Every so often I get a reader question that says something like this: “My family wants to visit central London in July, we live in Athens. Which home exchange network should we join?” It’s a good question. You might be inspired to get started with home exchange specifically for an upcoming trip. And it’s not easy to figure out which network gives the best odds of success for that trip.
I actually did receive a question just like this (but with more detail about the family) a few weeks ago. While not impossible to plan a summer swap in mid-April, it’s a bit late in the game. Especially for a new swapper who might need to build up some trust with potential exchange partners. And central London is a very popular place to visit, so folks with a flat large enough to accommodate this family likely have their pick of swap offers.

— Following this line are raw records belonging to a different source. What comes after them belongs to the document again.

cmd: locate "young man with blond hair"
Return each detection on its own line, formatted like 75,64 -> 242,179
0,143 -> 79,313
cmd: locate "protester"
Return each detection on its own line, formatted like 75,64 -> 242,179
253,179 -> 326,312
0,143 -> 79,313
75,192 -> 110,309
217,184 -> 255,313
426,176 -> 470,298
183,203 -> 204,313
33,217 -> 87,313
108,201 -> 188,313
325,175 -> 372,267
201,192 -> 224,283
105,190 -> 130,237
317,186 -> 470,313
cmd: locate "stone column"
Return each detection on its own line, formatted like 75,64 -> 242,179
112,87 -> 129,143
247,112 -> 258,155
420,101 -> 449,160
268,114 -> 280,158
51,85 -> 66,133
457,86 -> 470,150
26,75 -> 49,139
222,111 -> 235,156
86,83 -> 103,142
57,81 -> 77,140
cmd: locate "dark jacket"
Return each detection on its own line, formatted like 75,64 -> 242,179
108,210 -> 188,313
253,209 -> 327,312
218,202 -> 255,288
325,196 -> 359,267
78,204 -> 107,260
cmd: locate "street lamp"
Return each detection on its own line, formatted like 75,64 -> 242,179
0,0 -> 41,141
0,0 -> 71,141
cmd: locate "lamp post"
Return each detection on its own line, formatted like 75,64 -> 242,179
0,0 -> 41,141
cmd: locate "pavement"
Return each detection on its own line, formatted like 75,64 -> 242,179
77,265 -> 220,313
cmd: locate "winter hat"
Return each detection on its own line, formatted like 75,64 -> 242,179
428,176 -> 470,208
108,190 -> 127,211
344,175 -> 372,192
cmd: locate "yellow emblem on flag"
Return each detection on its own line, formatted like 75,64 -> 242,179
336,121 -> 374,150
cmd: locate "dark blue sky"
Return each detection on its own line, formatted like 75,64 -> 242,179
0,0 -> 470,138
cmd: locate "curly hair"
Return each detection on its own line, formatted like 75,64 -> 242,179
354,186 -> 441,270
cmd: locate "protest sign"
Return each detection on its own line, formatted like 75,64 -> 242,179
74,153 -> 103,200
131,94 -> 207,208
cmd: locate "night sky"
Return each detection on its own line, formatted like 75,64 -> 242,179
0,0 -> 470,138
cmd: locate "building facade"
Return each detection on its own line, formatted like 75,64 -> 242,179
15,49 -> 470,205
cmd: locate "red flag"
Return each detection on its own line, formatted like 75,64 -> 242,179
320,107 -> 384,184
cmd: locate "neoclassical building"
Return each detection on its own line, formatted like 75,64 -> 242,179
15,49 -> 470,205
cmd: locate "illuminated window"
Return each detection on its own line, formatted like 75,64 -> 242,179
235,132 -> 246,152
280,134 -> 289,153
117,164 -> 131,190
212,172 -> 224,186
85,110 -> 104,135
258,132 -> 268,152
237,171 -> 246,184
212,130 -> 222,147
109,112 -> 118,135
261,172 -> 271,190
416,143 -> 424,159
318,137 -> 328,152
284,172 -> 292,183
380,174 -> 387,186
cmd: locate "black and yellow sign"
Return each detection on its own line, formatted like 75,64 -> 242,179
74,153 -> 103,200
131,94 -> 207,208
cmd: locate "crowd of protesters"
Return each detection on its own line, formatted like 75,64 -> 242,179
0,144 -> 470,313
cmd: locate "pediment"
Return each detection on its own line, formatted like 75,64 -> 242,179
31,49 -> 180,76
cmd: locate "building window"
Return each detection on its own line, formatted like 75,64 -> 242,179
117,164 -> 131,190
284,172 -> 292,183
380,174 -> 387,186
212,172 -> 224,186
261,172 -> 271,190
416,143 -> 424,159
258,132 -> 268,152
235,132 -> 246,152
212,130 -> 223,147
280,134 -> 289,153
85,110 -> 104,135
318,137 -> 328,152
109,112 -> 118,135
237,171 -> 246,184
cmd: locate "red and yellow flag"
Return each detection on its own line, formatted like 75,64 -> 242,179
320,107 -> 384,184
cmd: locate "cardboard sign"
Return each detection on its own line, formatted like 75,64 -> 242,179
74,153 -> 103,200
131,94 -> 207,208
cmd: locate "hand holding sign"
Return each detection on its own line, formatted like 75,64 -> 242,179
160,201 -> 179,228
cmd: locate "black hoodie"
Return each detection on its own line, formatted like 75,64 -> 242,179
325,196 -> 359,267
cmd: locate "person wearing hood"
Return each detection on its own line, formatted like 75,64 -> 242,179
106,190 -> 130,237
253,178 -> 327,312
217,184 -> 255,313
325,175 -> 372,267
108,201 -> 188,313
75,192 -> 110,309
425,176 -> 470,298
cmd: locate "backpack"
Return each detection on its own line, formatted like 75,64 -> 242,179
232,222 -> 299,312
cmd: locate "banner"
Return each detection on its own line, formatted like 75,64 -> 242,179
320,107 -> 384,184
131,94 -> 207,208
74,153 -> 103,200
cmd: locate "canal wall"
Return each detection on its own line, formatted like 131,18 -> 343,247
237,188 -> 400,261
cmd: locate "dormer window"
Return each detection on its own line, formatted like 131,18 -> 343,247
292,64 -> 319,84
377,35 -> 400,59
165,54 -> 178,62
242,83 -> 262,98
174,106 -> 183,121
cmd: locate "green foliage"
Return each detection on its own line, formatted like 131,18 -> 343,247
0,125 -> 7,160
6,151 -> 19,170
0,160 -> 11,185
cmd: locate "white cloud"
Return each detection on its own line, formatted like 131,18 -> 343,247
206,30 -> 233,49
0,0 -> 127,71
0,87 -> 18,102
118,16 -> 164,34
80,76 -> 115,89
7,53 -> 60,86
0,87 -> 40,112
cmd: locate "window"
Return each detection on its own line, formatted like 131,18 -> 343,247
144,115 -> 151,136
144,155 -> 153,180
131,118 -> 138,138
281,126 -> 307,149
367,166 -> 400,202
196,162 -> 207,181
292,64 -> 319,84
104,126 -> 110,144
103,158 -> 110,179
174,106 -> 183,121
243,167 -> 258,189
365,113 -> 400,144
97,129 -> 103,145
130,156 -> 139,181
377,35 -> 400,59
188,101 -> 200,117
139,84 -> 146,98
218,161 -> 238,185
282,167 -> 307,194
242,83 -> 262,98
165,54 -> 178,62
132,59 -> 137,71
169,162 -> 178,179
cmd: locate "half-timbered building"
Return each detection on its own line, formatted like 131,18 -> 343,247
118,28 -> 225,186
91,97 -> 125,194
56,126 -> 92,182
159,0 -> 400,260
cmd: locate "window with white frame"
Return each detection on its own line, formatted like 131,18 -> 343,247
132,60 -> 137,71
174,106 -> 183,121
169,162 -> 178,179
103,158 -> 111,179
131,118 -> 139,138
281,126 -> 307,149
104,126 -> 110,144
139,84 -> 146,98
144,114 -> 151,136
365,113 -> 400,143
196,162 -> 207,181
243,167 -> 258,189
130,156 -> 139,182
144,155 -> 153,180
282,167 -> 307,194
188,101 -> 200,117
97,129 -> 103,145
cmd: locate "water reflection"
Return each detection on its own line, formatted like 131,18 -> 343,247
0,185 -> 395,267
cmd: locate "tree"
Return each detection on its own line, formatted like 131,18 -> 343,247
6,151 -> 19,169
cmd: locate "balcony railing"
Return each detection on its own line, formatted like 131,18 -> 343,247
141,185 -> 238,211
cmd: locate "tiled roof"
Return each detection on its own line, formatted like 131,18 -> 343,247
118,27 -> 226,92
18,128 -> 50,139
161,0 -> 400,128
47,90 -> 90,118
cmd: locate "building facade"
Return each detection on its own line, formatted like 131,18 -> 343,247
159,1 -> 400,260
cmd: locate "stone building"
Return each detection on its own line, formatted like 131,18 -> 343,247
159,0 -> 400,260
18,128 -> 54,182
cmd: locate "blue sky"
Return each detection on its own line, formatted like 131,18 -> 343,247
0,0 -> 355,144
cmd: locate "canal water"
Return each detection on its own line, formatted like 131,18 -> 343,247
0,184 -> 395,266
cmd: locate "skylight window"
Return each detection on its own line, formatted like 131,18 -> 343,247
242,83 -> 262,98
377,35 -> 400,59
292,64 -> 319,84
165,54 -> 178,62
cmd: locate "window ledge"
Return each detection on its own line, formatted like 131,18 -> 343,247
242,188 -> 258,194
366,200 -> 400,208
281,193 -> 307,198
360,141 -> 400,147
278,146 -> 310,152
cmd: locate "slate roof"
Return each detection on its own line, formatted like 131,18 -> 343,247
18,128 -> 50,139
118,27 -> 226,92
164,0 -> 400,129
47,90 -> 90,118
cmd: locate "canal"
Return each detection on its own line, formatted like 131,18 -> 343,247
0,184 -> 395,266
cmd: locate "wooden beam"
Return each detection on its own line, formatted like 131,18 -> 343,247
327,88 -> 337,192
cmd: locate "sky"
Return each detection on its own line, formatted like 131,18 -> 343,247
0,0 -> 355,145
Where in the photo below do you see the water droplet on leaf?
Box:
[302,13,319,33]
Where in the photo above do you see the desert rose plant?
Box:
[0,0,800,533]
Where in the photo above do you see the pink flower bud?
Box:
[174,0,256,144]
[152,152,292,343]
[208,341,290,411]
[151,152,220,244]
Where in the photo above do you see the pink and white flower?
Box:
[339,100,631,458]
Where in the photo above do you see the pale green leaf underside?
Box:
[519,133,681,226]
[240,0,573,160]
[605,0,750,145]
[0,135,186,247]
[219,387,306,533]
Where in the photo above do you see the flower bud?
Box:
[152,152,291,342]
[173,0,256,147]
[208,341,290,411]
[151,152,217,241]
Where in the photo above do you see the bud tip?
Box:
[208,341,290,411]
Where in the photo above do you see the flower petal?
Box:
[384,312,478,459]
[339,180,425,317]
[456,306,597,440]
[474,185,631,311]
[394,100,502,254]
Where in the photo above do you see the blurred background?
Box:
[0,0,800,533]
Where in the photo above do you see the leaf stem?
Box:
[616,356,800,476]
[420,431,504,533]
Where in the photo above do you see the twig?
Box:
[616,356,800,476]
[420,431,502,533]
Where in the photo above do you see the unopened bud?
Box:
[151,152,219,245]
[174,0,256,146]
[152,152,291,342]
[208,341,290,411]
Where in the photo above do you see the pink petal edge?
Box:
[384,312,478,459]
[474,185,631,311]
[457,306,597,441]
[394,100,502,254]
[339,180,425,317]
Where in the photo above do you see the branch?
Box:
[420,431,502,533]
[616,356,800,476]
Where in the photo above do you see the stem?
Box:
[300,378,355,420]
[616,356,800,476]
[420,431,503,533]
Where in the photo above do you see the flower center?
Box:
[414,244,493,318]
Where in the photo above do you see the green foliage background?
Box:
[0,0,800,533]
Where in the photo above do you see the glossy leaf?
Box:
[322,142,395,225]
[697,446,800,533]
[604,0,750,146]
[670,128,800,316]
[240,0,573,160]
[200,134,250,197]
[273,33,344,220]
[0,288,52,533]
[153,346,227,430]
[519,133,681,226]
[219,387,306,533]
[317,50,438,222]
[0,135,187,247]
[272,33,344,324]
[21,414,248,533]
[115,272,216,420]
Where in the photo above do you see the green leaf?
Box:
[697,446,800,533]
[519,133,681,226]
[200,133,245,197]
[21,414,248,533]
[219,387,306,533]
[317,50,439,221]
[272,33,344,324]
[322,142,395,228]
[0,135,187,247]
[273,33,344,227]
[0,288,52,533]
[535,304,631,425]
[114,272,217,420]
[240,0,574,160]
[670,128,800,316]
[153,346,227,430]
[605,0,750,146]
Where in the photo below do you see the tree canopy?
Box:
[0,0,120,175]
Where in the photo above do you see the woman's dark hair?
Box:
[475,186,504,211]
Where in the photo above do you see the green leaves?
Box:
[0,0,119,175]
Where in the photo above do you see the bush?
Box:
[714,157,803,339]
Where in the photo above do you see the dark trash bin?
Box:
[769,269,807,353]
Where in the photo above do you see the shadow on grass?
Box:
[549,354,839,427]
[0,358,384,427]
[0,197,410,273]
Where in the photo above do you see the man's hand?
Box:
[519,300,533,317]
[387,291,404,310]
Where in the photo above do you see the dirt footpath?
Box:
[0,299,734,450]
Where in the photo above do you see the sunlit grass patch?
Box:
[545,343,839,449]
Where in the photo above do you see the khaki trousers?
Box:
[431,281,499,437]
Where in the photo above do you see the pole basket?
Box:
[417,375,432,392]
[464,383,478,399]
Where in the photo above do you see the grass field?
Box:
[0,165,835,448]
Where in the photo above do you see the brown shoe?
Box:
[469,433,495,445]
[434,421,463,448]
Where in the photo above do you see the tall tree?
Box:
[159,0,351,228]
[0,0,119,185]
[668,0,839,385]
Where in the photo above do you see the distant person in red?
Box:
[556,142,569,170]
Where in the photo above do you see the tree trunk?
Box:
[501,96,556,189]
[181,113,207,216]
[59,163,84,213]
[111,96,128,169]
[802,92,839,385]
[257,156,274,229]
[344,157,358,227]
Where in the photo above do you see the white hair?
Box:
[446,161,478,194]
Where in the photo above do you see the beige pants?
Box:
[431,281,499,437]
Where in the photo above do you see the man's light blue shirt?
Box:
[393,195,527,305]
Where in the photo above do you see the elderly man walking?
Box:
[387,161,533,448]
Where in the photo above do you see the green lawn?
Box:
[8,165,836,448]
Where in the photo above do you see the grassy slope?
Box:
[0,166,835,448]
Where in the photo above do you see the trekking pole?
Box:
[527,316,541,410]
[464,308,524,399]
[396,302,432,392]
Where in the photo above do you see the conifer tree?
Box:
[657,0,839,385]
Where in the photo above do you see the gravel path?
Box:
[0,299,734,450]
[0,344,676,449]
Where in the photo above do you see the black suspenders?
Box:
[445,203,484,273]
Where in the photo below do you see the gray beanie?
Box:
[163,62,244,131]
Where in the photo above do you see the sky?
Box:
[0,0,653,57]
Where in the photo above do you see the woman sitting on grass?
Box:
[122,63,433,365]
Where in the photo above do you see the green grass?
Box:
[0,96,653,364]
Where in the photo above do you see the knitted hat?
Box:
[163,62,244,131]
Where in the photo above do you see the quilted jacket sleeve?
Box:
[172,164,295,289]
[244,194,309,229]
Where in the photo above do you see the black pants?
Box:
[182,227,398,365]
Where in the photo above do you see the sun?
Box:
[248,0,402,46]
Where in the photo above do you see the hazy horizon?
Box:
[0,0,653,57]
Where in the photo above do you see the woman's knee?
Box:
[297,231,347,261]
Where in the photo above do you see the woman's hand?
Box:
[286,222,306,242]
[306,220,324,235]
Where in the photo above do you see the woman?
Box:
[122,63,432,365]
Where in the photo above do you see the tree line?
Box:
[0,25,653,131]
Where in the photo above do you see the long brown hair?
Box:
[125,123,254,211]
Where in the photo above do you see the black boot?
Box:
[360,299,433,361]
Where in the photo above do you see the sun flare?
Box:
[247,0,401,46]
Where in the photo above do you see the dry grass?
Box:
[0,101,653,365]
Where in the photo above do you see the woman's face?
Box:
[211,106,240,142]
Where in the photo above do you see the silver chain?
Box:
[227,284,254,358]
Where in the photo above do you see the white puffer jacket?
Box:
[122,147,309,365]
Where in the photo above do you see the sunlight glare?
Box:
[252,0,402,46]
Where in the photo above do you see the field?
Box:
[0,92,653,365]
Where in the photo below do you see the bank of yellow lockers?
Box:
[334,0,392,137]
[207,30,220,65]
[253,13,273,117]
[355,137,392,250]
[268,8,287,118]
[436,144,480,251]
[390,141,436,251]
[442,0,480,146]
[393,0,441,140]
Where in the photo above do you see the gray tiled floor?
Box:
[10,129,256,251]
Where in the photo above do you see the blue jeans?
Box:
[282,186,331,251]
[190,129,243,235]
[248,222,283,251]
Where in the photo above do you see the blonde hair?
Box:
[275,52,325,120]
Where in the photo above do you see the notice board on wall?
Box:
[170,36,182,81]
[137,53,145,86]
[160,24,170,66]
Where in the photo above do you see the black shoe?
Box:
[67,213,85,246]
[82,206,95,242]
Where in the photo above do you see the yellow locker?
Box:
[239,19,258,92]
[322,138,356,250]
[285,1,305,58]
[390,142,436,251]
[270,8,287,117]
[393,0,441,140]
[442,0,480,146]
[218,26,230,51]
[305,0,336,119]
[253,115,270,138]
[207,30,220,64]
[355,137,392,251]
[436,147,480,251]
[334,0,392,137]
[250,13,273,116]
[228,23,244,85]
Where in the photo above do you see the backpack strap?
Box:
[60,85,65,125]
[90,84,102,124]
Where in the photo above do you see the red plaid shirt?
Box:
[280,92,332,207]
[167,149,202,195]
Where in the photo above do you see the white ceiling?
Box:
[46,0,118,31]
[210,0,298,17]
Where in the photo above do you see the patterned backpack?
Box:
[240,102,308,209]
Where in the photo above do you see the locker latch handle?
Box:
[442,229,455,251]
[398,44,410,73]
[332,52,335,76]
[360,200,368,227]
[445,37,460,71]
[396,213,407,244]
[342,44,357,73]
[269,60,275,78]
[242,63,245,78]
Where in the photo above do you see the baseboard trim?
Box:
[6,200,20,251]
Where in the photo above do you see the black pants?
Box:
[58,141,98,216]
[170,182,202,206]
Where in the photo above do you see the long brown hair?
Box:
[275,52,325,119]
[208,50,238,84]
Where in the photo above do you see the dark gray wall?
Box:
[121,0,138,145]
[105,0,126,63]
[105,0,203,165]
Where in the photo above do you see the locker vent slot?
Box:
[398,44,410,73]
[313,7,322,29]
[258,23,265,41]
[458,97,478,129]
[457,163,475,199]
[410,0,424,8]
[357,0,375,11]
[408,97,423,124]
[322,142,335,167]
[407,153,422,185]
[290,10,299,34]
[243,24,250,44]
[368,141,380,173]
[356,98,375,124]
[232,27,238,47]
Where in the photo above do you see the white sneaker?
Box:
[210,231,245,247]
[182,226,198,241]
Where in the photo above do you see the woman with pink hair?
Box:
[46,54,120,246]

I don’t want to discourage people from getting involved in home exchange. But I also don’t want people to jump in with just one specific goal, and when they can’t find that perfect swap, decide home exchange isn’t for them. So my answer to this question is two fold.
First, run some test searches on networks you might want to join. Many exchange networks allow people to search the listing to see how many members live in your desired destinations. Some even let you do reverse searches to see how many people want to visit your city. This is good research to do before joining a network, if it’s possible. If this isn’t possible (ideally because the network is protecting our data), check out my spreadsheet of networks and my reviews for data on their geographic distribution of member.
My second suggestion is to think more broadly about future travel interests. After this central London visit, what other places will you want to go? Maybe you only want to visit Europe, in which case a home exchange network focused in that region is a good choice. Maybe you want the flexibility to do points-based exchanges. Or maybe you feel strongly that home exchanges should only be simultaneous, direct swaps.
Home exchange isn’t something you get involved in just for one trip. It’s something most people do to enjoy a better way of traveling. So it’s good to think a bit more long term as you’re likely to get hooked after the first swap. Or maybe you’re just dipping your toe in and don’t want to pay for membership yet. In this case there are a few free home swap networks that might be a good pick.
I know this isn’t the answer first time swappers are looking for. But I don’t think there’s an easy answer to the best network for a very specific travel plan.